Cousin Hao’s smile strained for half a second before smoothing out. He chuckled like a talk-show host. “Xia was simply being honest. Surely you respect straightforwardness, Mr. Ling.”
“I love straightforwardness,” I replied cheerfully. “That’s why I’m using it. She’s been humiliating me in front of a room full of people who barely tolerate me, for no reason beyond cruelty. Straightforward enough for you?”
A breeze moved through the pines. A dragonfly traced a lazy figure eight. Lin Xia’s fingers tightened around her clutch, pale knuckles betraying tension beneath her composed exterior.
“What did you just call me?”
I met her eyes. “I called you a dick. If you want to divorce someone because you’ve fallen for someone else, that’s fine. People change. But why act like an asshole about it? Why humiliate someone publicly and then act shocked when they don’t just absorb it?”
I smiled faintly, because the situation had tipped from painful to absurd. Ling Wang might have been hurt by this once. I wasn’t. I didn’t know this woman. I didn’t even find her particularly attractive. The whole thing was ridiculous.
“You think this is amusing?” she asked.
“A little,” I admitted. “Mostly educational. It’s clarified exactly what I don’t want in a partner.”

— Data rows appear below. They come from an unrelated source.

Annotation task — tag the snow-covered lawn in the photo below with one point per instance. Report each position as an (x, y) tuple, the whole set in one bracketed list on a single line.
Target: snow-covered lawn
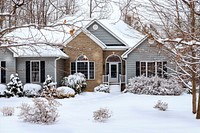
[(131, 114)]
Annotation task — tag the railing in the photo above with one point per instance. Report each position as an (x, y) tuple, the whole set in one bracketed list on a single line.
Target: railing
[(122, 79), (105, 79)]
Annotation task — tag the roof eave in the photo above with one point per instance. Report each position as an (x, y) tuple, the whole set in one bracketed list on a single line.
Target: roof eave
[(125, 54)]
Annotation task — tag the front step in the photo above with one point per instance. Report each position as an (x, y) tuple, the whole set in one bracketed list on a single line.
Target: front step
[(115, 89)]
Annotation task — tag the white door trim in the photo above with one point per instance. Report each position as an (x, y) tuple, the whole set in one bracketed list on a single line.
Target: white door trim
[(113, 78)]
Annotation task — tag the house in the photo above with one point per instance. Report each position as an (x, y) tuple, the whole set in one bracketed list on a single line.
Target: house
[(105, 51), (110, 52)]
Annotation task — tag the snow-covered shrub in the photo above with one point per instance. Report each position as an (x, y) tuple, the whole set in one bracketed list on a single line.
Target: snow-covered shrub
[(102, 88), (102, 114), (8, 111), (153, 86), (14, 87), (65, 92), (161, 105), (32, 90), (49, 89), (44, 111), (2, 90), (76, 81)]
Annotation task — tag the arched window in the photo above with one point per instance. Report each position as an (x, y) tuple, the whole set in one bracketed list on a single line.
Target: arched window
[(113, 59), (83, 65)]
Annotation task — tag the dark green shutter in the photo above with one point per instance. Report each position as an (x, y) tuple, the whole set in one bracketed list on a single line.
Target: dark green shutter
[(107, 68), (165, 69), (137, 68), (3, 72), (42, 72), (28, 71)]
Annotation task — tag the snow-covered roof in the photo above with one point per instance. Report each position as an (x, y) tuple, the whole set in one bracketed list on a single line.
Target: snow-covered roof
[(120, 30), (125, 54), (41, 50)]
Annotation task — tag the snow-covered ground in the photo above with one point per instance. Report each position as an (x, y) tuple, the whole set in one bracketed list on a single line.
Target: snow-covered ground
[(131, 114)]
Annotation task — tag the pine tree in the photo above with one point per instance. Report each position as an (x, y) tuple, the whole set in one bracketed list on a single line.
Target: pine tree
[(15, 86)]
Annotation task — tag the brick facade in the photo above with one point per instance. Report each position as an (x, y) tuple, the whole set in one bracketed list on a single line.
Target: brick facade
[(82, 44)]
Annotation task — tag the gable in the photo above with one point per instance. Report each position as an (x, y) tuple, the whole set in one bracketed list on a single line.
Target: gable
[(146, 51), (103, 35)]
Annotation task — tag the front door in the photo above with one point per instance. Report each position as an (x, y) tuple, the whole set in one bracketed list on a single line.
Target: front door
[(113, 69)]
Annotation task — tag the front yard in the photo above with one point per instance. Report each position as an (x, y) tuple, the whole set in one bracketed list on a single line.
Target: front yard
[(130, 114)]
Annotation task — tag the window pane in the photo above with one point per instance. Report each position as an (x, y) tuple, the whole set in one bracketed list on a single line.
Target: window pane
[(120, 68), (35, 71), (91, 70), (159, 69), (143, 68), (3, 72), (165, 69), (107, 68), (73, 67), (82, 67), (82, 58), (113, 58), (137, 68), (151, 69)]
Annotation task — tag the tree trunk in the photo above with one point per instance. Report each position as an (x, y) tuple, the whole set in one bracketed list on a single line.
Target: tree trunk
[(194, 109), (198, 110)]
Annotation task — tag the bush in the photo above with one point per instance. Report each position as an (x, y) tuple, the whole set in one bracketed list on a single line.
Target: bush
[(3, 89), (102, 88), (49, 89), (153, 86), (65, 92), (161, 105), (14, 87), (102, 114), (8, 111), (44, 111), (76, 81), (32, 90)]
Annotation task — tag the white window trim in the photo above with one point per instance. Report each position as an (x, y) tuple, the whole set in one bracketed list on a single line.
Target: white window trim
[(88, 69), (156, 71), (31, 71)]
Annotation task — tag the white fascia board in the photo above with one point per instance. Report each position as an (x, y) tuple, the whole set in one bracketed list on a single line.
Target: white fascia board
[(125, 54), (107, 29), (87, 33)]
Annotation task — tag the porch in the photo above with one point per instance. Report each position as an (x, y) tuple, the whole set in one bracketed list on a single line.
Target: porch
[(121, 81)]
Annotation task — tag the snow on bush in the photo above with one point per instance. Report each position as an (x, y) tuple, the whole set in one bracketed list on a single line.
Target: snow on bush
[(102, 114), (2, 90), (102, 88), (44, 111), (8, 111), (65, 92), (14, 87), (153, 86), (49, 89), (32, 90), (76, 81), (161, 105)]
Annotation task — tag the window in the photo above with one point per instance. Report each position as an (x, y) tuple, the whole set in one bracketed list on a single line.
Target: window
[(151, 68), (83, 65), (3, 72), (35, 71)]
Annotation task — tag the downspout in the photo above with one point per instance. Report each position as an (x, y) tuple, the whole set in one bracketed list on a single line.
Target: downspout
[(55, 70)]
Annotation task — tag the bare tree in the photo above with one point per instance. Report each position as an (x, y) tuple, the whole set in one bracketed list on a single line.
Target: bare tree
[(175, 25), (102, 8)]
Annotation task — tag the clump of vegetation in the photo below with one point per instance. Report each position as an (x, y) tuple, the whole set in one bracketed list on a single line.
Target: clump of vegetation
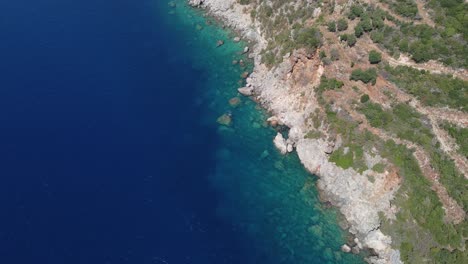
[(364, 98), (446, 44), (331, 26), (342, 24), (309, 38), (366, 76), (342, 159), (431, 89), (405, 8), (375, 57)]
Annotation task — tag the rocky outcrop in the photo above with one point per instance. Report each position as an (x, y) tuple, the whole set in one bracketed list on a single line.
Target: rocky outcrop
[(280, 143)]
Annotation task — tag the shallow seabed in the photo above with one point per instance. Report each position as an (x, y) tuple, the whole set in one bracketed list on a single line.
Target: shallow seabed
[(268, 198)]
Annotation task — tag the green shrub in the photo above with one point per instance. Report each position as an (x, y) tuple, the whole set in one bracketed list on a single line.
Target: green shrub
[(352, 40), (342, 24), (341, 159), (310, 38), (374, 57), (365, 98), (331, 26), (366, 76)]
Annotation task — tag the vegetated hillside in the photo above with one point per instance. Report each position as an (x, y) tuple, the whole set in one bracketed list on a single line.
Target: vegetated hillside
[(389, 88)]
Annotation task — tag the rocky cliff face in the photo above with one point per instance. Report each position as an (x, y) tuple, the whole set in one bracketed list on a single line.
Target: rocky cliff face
[(287, 91)]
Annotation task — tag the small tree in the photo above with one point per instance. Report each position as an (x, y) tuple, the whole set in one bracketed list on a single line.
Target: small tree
[(342, 24), (374, 57), (332, 26)]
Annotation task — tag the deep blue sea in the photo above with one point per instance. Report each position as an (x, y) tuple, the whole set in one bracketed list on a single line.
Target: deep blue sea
[(110, 151)]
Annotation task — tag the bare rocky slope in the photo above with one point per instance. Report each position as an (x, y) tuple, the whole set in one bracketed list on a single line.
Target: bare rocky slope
[(372, 190)]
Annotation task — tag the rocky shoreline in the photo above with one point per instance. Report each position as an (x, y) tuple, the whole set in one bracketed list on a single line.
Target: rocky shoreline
[(291, 101)]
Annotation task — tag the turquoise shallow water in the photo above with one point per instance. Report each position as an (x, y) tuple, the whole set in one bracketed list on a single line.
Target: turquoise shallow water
[(268, 198)]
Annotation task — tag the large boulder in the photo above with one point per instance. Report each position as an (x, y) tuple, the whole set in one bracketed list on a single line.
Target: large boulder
[(195, 3)]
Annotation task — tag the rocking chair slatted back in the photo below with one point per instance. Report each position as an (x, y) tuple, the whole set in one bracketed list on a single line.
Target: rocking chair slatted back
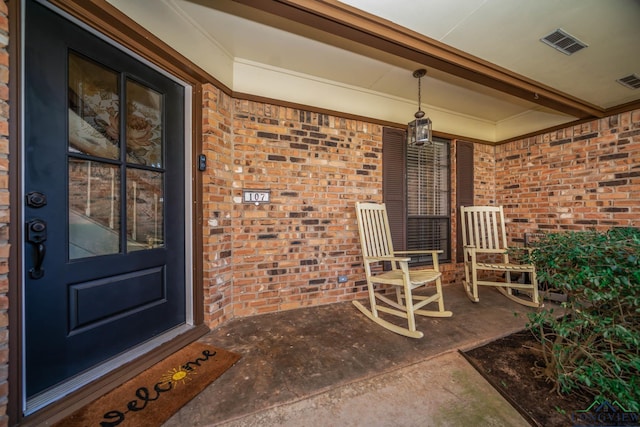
[(482, 228), (374, 231)]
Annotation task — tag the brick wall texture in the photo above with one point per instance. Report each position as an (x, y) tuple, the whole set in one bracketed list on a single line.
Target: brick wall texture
[(4, 213), (288, 253)]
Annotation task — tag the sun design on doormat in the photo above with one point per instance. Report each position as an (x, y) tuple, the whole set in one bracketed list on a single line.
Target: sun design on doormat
[(178, 375)]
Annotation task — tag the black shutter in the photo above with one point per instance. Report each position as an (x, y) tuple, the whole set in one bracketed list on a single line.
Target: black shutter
[(394, 187), (464, 187)]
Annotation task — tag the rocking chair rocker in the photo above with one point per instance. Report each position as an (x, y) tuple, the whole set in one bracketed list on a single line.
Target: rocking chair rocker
[(375, 239), (484, 236)]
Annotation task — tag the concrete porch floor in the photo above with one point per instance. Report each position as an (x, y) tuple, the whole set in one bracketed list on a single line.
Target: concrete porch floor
[(330, 365)]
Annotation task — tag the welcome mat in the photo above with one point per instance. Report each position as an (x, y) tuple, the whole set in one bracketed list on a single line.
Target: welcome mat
[(152, 397)]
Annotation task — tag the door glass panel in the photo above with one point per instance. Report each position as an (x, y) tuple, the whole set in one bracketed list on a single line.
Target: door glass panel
[(94, 208), (145, 209), (144, 125), (94, 104)]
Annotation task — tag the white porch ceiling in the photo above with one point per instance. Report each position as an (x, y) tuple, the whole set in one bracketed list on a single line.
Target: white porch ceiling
[(258, 53)]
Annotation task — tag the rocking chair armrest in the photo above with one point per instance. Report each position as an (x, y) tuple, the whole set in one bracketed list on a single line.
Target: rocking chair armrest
[(438, 251), (387, 258)]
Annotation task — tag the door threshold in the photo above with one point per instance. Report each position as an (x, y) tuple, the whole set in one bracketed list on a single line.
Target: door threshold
[(63, 390)]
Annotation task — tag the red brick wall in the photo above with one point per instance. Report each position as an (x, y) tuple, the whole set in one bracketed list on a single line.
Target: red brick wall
[(4, 212), (218, 214), (289, 253), (581, 177)]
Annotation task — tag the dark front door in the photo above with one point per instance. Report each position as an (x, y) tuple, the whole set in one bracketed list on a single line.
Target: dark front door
[(104, 258)]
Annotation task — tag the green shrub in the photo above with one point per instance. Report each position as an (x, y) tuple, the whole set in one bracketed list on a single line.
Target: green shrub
[(593, 347)]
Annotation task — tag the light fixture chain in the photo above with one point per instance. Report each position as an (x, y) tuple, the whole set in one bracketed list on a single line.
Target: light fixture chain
[(419, 94)]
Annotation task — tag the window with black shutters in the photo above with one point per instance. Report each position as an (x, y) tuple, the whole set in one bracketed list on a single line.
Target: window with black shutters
[(417, 192)]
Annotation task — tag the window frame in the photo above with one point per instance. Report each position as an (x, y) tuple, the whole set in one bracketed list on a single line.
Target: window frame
[(396, 190)]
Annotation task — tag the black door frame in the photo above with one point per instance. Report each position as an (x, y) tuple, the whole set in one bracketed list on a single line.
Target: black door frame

Her eyes flashed. She had wanted anger, shame, pleading. Instead, the reaction rebounded and hit her.
“We’re done,” she said flatly. “Since you’ve decided to play the clown, we’ll end this today. We’ll file for divorce.”
The ASP pulsed.
[Prompt Available]
Negative: Agree immediately
Neutral: Suggest discussion of terms
Positive: Defer to elders
I didn’t hesitate. “Great. When do we leave?”
Hao’s eyebrows twitched before he could stop them. Lin Xia straightened, lining small victories behind her spine.
“Now,” she said. “The car is waiting.”
Now now? I blinked. In the U.S., you needed lawyers, judges, service notices, medication, and about a year of your life.
Her expression didn’t soften. She seemed to interpret my silence as pain.
“You should have seen this coming,” she said coolly. “You had potential when we were young. You wasted it.”
“Yes,” I said lightly, “because this marriage had everything to do with me—and nothing to do with Brother Hao disappearing under mysterious circumstances and reappearing once your family stabilized.”
[How did you know that plot element?]
Because it always is, I thought. The childhood sweetheart leaves, comes back richer, and reclaims the heroine.
Lin Xia stared at me like I’d spoken nonsense.
I grinned.
[Loyalty to Plotline: 39% | Divergence Increased | Charisma Growth Detected]
I squinted. You are absolutely making this up.
The System flashed a smiley face.
Hao stepped forward smoothly. “Ling Wang, how dare you sow discord among your betters?”
I laughed softly. “Better at what, exactly? Being an asshole?”
“We should hurry,” Hao snapped. “We’ll accompany you.”
I snickered. He was rattled.
I’d seen these stories. The protagonist usually navigated this with dramatic reversals and face-slapping accusations.
Not me.
“Alright,” I said, clapping my hands. “Let’s go. Bring a crowd. Maybe sell tickets.”
Hao’s smile didn’t reach his eyes. Up close, his watch was just a shade too new, his cuff stitching slightly off-center. A detail I shouldn’t have known—but somehow did.
Interesting.
Walking out of the compound felt like stepping off a stage as the curtain dropped behind me.